Both songs were written about actual places in the band’s hometown of Liverpool. Paul McCartney wrote “Penny Lane” in response to Lennon’s “Strawberry Fields” (though both are credited to the Lennon/McCartney team). Both the street itself and particular sites along it mentioned in the song are actual places, and the name was also assigned to a bus shelter on a roundabout where the members of The Beatles often passed through in their youth.

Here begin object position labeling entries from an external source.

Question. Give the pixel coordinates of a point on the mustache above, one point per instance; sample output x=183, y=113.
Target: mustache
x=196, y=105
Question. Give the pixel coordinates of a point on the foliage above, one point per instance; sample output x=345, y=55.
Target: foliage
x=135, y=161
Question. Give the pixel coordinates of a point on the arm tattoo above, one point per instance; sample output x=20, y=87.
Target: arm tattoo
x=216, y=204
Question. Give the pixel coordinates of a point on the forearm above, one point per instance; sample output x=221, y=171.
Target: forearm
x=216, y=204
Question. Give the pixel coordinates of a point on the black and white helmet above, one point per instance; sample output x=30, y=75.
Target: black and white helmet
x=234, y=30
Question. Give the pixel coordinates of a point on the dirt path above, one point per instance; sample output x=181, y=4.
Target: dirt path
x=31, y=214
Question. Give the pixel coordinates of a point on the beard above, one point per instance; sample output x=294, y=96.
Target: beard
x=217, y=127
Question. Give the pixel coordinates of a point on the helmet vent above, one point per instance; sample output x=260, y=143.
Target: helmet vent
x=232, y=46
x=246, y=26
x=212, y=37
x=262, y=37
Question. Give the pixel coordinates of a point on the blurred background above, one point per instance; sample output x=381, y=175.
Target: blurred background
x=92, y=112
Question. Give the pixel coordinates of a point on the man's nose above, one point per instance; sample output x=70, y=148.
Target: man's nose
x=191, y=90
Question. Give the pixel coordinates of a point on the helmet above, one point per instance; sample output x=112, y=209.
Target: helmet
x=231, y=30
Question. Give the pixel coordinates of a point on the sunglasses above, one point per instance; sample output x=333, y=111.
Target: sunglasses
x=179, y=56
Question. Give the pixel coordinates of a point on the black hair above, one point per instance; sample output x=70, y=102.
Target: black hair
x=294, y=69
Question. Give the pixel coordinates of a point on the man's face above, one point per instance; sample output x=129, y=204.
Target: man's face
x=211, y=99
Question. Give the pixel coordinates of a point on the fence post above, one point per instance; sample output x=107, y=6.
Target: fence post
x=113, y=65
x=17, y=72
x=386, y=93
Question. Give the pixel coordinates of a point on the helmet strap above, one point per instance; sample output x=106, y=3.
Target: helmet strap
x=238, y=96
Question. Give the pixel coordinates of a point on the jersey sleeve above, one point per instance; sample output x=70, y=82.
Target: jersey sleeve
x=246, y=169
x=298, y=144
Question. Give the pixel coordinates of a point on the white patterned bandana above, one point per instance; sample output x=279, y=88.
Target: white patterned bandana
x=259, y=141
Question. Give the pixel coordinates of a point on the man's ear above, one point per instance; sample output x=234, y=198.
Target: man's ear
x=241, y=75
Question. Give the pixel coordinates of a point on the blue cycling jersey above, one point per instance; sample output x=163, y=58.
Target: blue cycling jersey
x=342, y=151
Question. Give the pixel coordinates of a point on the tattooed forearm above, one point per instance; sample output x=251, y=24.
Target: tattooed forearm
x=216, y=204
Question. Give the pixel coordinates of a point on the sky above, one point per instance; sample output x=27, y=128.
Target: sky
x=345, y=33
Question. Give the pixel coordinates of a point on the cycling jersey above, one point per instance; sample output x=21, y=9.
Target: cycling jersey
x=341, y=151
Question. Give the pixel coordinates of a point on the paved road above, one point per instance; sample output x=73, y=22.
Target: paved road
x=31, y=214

The song in fact began many years earlier with notes McCartney took about the barber’s shop and woman selling poppies while waiting at the bus stop for Lennon. The shelter itself would later become a restaurant named Sgt. Pepper’s, one of a number of businesses along the street and in Liverpool to take their cue from The Beatles. The city has also in recent decades sought to encourage the lane as an alternative business and commerce district.

 

The Beatles - A Day in The Life: March 13, 1967

Studio Two, EMI Studios, London

The overdubbing of brass unto take ten of "Good Morning Good Morning" played by six members of Sounds Inc: three saxophones (Barrie Cameron, David Glyde and Alan Holmes), two trombones (John Lee and one other) and a French Horn (Tom someone - no one can recall his surname). Previously Sounds Incorporated. Sounds Inc. were a top instrumental group who had a long history of backing American stars in Europe,had first met the Beatles at the Star Club in April 1962, were signed to a NEMS management contract by Brian Epstein in March 1964 and had then played on some of the Beatles tours, including the August 1965 US visit that resulted in the TV film, The Beatles At Shea Stadium. The six were paid £201, via NEMS Enterprises, for this 7:00 pm to 3:30 am session.

 

The Beatles - A Day in The Life: March 12, 1967

The number one song in the US on March 12, 1967 was Penny Lane by The Beatles.